Troviamo, in questa rassegna nomi noti, che pure hanno per altri versi costituito punti di riferimento nella storia delle idee: Pestalozzi, Kant, Herbart, Jahn, Schreber. Su questi ultimi due vorrei soffermarmi.
- Ludwig Jahn, professore all’università di Berlino, nel 1810 fonda la Lega tedesca (Deutscher Bund), un’associazione segreta per la liberazione e l’unificazione della Germania. A tale scopo fonda anche le corporazioni studentesche, per diffondere la cultura teutonica e incoraggiare i giovani tedeschi a rafforzare il fisico. Crea il movimento ginnico e nel 1816 viene dato alle stampe L’arte ginnica tedesca, che diviene in breve una sorta di Bibbia per una nuova educazione popolare attraverso il corpo. Le prese di posizioni nazional-patriottiche, la sua capacità di organizzare le masse in un movimento nazionale, il culto dello sport, della forza e della perfezione fisica, furono ispirazione per il regime nazista.[5]
- Moritz Schreber si rese celebre redigendo dei manuali grazie ai quali pretendeva di rimediare alla decadenza della società creando un uomo nuovo: uno spirito puro in un corpo perfetto. Creò una ginnastica ortopedica in grado di realizzare l’armonia corpo-mente-spirito. L’attività fisica per temprare il corpo e la mente dei bambini, è vista come una componente importante dell’educazione, li prepara alla vita e alle sue durezze, al dolore, alla fame, alla sete, al caldo e al freddo. Questo pedagogo allevò i suoi due figli secondo tali metodi. Del primo sappiamo poco, se non che morì suicida, del secondo sappiamo molto poiché si tratta di Daniel Paul Schreber, l’autore dell’autobiografia: Memorie di un malato di nervi, sulla quale Freud ha basato la sua teoria della paranoia, ripreso da Lacan, da Canetti e più recentemente da Schatzman (La famiglia che uccide).
NOTE
[1] È stata Katharina Rutschky a dare il nome di pedagogia nera a questi metodi educativi. Formula ripresa da Alice Miller qualche anno dopo. Michael Haneke con il film Il nastro bianco (2009), ne ha dato una rappresentazione esemplare. Già in un testo del 1973 Morton Schatzman metteva al centro di La famiglia che uccide il caso Schreber per argomentare gli effetti devastanti di questi principi pedagogici.
[2] Kant lo sapeva e aveva voluto lasciare fuori dall’etica ogni sentimento, ogni desiderio, tacciandoli di “patologico”. Ma è l’Illuminismo stesso a farlo rientrare dalla finestra con Sade, facendone ironicamente la legge morale universale. Sarà compito della psicoanalisi raccogliere la sfida e farne qualcos’altro di questo benedetto godimento mortifero. Si tratta sempre e ovunque di “civilizzare” il godimento (v. Rutschky, 193) e quindi ogni educatore o genitore, ogni società dovrà in qualche modo favorire questa “civilizzazione”, ma favorirla non vuol dire goderne.
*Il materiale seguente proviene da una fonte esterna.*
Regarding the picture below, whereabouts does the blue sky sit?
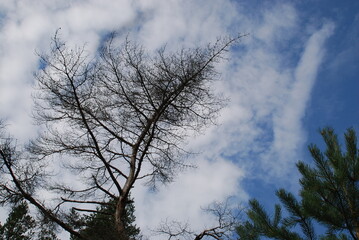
[0,0,359,239]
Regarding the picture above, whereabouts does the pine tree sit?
[70,199,140,240]
[237,128,359,240]
[0,201,36,240]
[0,200,58,240]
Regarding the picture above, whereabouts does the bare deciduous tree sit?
[154,199,242,240]
[0,32,245,239]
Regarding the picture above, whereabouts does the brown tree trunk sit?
[115,196,130,240]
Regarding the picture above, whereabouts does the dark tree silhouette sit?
[0,32,245,239]
[237,128,359,240]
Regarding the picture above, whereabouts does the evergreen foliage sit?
[70,197,140,240]
[237,128,359,240]
[0,202,35,240]
[0,201,58,240]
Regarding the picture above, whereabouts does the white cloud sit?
[0,0,333,238]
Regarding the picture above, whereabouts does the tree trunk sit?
[115,196,130,240]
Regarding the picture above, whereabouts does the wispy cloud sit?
[0,0,334,238]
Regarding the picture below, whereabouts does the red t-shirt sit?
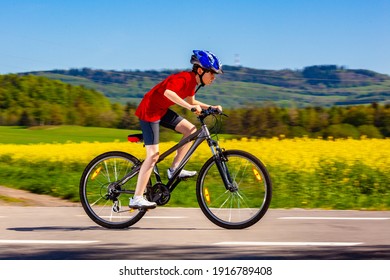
[135,72,196,122]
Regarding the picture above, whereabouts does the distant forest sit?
[30,65,390,108]
[0,73,390,138]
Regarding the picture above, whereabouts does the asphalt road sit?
[0,206,390,260]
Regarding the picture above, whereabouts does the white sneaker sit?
[129,196,157,209]
[168,168,196,179]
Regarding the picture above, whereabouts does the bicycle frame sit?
[117,112,233,192]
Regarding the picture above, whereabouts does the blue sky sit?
[0,0,390,74]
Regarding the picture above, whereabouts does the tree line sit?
[0,72,390,138]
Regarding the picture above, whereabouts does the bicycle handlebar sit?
[191,106,226,118]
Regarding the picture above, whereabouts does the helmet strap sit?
[195,83,204,93]
[198,68,207,87]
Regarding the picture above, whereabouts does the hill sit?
[26,65,390,108]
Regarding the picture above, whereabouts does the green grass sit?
[0,126,139,144]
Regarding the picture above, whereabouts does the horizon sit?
[0,0,390,75]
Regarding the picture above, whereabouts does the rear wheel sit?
[80,151,145,228]
[196,150,272,229]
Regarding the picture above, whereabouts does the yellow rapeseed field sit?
[0,138,390,172]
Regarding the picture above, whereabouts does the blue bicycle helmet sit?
[191,50,223,74]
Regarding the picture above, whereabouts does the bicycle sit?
[80,108,272,229]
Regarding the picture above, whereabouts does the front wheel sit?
[196,150,272,229]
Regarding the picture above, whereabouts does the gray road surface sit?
[0,206,390,260]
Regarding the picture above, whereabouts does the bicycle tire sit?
[79,151,145,229]
[196,150,272,229]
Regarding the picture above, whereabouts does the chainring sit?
[147,183,171,205]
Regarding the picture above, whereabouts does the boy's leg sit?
[171,119,196,170]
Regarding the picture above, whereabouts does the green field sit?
[0,126,139,144]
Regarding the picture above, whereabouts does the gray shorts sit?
[140,109,183,145]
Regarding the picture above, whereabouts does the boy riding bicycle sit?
[129,50,222,209]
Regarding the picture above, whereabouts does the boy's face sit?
[198,68,216,85]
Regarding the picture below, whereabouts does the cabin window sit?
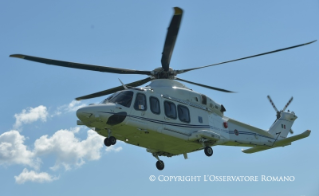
[164,101,176,119]
[198,116,203,123]
[150,97,161,114]
[134,93,147,111]
[177,105,191,123]
[201,95,207,105]
[102,91,133,108]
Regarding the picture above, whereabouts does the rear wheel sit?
[104,138,112,147]
[156,161,164,170]
[109,136,116,145]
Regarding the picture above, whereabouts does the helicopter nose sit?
[76,107,93,120]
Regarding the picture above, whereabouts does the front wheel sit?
[204,146,213,157]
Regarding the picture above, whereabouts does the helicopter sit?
[10,7,316,170]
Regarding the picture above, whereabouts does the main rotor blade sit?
[175,40,317,74]
[267,95,279,113]
[175,77,234,93]
[10,54,151,75]
[161,7,183,71]
[75,78,151,101]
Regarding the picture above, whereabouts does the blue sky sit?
[0,0,319,196]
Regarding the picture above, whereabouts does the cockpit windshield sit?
[102,91,133,108]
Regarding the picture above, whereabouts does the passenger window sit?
[134,93,147,111]
[201,94,207,105]
[164,101,176,119]
[177,105,191,123]
[150,97,161,114]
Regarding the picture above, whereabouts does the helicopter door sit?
[132,92,151,130]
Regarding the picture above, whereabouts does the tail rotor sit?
[267,95,294,134]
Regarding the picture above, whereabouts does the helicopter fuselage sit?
[77,79,296,157]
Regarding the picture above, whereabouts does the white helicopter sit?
[10,7,316,170]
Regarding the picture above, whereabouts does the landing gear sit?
[109,136,116,145]
[104,129,116,147]
[104,138,112,147]
[156,160,164,170]
[153,153,164,171]
[204,146,213,157]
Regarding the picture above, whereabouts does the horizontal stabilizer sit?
[242,130,311,154]
[274,130,311,147]
[242,146,272,154]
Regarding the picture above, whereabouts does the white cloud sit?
[14,168,58,184]
[105,141,125,152]
[14,105,48,129]
[0,130,40,169]
[34,129,103,170]
[52,100,87,117]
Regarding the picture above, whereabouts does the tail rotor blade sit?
[282,97,294,111]
[267,95,279,113]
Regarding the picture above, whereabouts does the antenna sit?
[118,78,128,89]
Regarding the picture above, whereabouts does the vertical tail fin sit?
[268,111,297,140]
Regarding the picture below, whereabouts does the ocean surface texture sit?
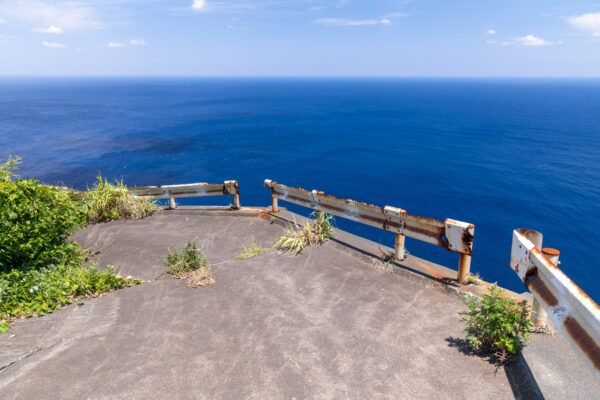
[0,78,600,301]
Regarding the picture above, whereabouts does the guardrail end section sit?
[510,229,538,283]
[223,181,240,195]
[444,218,475,255]
[383,206,406,217]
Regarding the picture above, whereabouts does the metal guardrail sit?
[265,179,475,283]
[127,181,240,209]
[510,229,600,380]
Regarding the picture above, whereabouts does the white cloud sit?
[567,13,600,36]
[42,40,67,48]
[0,0,104,30]
[32,25,63,35]
[313,18,392,26]
[517,35,554,46]
[382,12,408,19]
[192,0,206,10]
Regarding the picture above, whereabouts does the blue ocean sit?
[0,78,600,301]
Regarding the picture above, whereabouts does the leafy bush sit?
[273,212,333,254]
[235,236,266,260]
[0,261,143,332]
[0,157,142,332]
[81,175,156,224]
[460,284,533,359]
[0,158,85,272]
[164,239,215,287]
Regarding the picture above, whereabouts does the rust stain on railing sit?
[265,179,475,256]
[510,229,600,380]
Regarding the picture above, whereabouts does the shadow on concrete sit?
[446,336,544,400]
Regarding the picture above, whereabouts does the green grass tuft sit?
[81,175,156,224]
[0,261,144,332]
[235,236,267,260]
[164,239,215,287]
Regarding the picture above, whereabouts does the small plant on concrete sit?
[82,175,156,224]
[467,272,481,285]
[273,212,333,254]
[460,284,532,361]
[164,239,215,287]
[235,236,267,260]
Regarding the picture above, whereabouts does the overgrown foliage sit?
[0,156,142,332]
[273,212,333,254]
[82,175,156,224]
[235,236,267,260]
[0,158,85,272]
[164,239,215,287]
[460,284,533,360]
[0,262,143,331]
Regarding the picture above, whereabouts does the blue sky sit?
[0,0,600,77]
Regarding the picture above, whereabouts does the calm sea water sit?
[0,78,600,300]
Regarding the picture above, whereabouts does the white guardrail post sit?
[265,179,475,283]
[127,181,240,209]
[510,229,600,381]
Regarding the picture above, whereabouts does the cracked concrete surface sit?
[0,212,540,399]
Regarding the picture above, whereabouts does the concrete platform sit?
[0,209,600,399]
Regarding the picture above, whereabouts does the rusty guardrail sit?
[265,179,475,283]
[510,229,600,380]
[127,181,240,209]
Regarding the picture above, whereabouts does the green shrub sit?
[460,284,533,359]
[0,158,85,272]
[81,175,156,224]
[0,260,143,332]
[273,212,333,254]
[164,239,212,286]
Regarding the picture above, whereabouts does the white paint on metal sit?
[265,179,474,255]
[444,219,475,254]
[127,181,239,200]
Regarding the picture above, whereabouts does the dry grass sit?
[273,213,333,254]
[81,176,156,224]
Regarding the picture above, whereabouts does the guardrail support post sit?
[531,247,560,328]
[526,231,558,327]
[457,253,471,283]
[395,233,406,261]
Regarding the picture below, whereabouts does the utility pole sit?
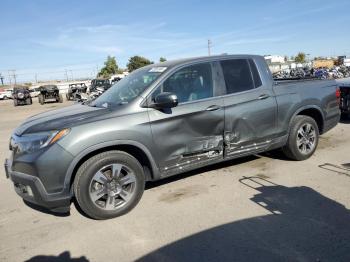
[70,70,74,81]
[7,70,12,86]
[65,69,68,82]
[208,39,213,56]
[11,69,17,86]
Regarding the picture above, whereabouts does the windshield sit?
[91,67,166,107]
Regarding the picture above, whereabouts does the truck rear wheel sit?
[38,94,45,105]
[282,115,319,161]
[26,97,32,105]
[73,151,145,219]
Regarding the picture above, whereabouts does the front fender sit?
[63,140,160,191]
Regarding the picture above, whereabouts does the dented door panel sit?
[224,87,277,156]
[149,98,224,174]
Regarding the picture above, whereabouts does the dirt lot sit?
[0,100,350,262]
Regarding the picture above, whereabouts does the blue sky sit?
[0,0,350,81]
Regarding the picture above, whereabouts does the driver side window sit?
[152,63,213,103]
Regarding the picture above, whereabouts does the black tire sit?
[73,151,145,219]
[282,115,319,161]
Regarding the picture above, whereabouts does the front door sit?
[149,63,224,176]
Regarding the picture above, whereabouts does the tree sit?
[98,56,118,78]
[295,52,306,63]
[126,55,153,72]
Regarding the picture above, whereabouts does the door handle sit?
[258,94,270,100]
[205,105,221,111]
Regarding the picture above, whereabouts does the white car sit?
[29,87,40,97]
[0,89,12,100]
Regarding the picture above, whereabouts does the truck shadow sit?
[318,163,350,177]
[25,251,89,262]
[339,116,350,124]
[138,177,350,262]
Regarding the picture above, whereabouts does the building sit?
[264,55,285,64]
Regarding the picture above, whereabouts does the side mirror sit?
[152,92,178,109]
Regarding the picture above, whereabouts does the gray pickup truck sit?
[5,55,340,219]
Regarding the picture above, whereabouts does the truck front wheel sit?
[73,151,145,219]
[282,115,319,161]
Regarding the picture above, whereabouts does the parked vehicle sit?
[337,80,350,118]
[12,86,33,106]
[5,55,340,219]
[66,83,87,101]
[90,79,111,92]
[38,85,63,105]
[0,89,12,100]
[29,87,40,98]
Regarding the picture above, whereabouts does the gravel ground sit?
[0,99,350,262]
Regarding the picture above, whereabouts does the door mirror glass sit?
[152,92,178,109]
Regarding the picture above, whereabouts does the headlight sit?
[12,129,69,153]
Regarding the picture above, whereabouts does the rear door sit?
[220,59,277,157]
[149,63,224,175]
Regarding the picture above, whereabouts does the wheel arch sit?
[290,105,324,134]
[64,140,160,193]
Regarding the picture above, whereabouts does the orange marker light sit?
[49,128,69,145]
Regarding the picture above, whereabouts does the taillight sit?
[335,87,340,105]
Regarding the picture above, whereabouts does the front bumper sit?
[4,159,72,212]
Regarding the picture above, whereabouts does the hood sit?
[14,104,110,136]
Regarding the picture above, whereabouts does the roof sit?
[147,54,261,67]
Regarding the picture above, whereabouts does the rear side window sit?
[152,63,213,103]
[249,59,262,88]
[220,59,254,94]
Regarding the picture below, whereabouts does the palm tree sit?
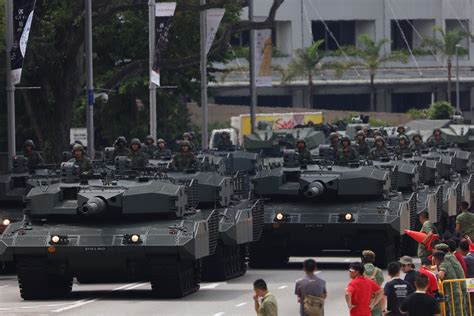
[283,40,328,108]
[422,25,473,104]
[333,34,408,111]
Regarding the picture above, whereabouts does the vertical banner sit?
[150,2,176,86]
[10,0,36,85]
[206,9,225,56]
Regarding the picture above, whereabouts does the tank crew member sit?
[296,138,313,164]
[171,140,197,171]
[69,144,92,175]
[369,136,389,160]
[155,138,171,159]
[23,139,43,170]
[114,136,130,160]
[128,138,148,169]
[142,135,158,159]
[410,133,426,151]
[217,132,234,151]
[427,128,446,147]
[395,134,413,156]
[336,136,359,164]
[356,131,370,156]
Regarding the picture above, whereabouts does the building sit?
[211,0,474,117]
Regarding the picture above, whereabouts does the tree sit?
[283,40,327,108]
[333,34,407,111]
[422,25,473,104]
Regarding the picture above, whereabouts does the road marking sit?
[52,283,141,313]
[201,283,221,290]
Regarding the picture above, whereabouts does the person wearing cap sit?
[382,261,415,316]
[295,259,327,316]
[346,262,383,316]
[399,256,418,288]
[362,250,384,316]
[456,201,474,240]
[418,211,436,259]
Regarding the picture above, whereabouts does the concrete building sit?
[211,0,474,116]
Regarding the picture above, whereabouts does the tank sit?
[0,163,263,300]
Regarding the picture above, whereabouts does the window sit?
[312,21,356,50]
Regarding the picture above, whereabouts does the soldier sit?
[336,136,359,164]
[155,138,171,159]
[296,138,313,164]
[23,139,43,171]
[142,135,158,159]
[395,134,413,156]
[410,133,426,152]
[369,136,389,160]
[171,140,197,171]
[356,130,370,156]
[426,128,446,147]
[69,144,92,175]
[128,138,148,169]
[114,136,130,160]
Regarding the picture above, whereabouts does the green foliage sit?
[428,101,455,120]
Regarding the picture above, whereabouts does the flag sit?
[206,9,225,55]
[10,0,36,85]
[150,2,176,86]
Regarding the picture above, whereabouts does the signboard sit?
[69,127,87,147]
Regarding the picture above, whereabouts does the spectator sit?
[400,256,418,288]
[295,259,327,316]
[346,262,383,316]
[253,279,278,316]
[382,262,415,316]
[362,250,384,316]
[418,258,439,297]
[400,274,441,316]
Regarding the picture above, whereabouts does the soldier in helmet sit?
[128,138,148,169]
[296,138,313,164]
[369,136,389,160]
[114,136,130,160]
[356,130,370,156]
[69,144,92,175]
[336,136,359,164]
[171,140,197,171]
[142,135,158,159]
[427,128,446,147]
[155,138,171,159]
[395,134,413,156]
[23,139,43,170]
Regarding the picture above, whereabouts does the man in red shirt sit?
[346,262,383,316]
[418,258,438,297]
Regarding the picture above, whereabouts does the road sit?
[0,258,366,316]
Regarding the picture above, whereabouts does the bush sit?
[428,101,455,120]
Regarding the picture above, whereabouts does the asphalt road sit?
[0,258,366,316]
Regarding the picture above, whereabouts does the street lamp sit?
[456,44,462,114]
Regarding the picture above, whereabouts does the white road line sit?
[201,283,221,290]
[52,283,137,313]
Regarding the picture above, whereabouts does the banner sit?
[10,0,36,85]
[150,2,176,86]
[206,9,225,56]
[255,30,273,87]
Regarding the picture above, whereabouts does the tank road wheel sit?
[17,257,72,300]
[202,243,247,281]
[151,258,201,298]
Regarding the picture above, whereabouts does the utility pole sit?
[200,0,209,150]
[5,0,16,170]
[148,0,157,140]
[85,0,95,159]
[249,0,257,133]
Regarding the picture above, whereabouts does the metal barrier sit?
[439,279,474,316]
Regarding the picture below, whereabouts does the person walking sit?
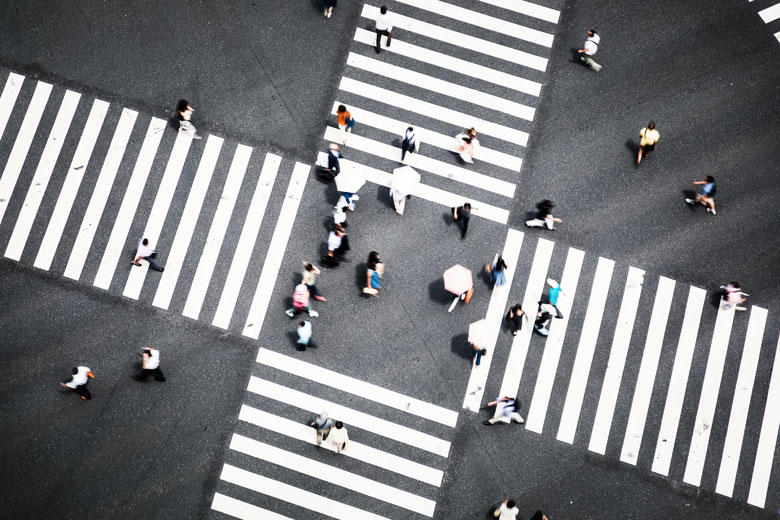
[60,366,95,401]
[176,99,202,139]
[452,202,471,240]
[130,238,165,272]
[401,126,420,162]
[577,29,601,72]
[685,175,717,215]
[137,347,165,383]
[374,5,393,54]
[482,397,525,426]
[328,421,349,455]
[636,121,661,166]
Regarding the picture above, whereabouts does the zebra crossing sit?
[463,229,780,508]
[0,71,310,339]
[317,0,560,224]
[211,348,458,519]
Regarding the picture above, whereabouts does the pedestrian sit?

Si tratta, per la psicoanalisi, di sostenere il soggetto nella ricerca del suo modo di simbolizzare, di annodare, di tracciare i percorsi del godimento. In ciò l’analista non impone e nemmeno propone la sua volontà, non esercita il potere di… e non gode di alcun potere sul soggetto.
[3] Si esprime in una coazione all’educare: «irrazionalità quale centro inesplorato dell’educazione» (Rutschky, 184).
[4] La “pedagogia nera” sostiene un modello educativo in cui la violenza e le punizioni sono legittime: afferma che il bambino è, tendenzialmente, portato ad assumere abitudini “viziose” (cattive, amorali, antisociali) laddove il genitore, o tutore, non intervenga correggendolo e reprimendo le sue naturali tendenze.
[5] La causa dell’unità nazionale aveva acceso l’entusiasmo dei giovani, al punto che nel raduno delle associazioni studentesche del 1817, diedero alle fiamme i libri stranieri che avevano corrotto l’autentica cultura del Volk.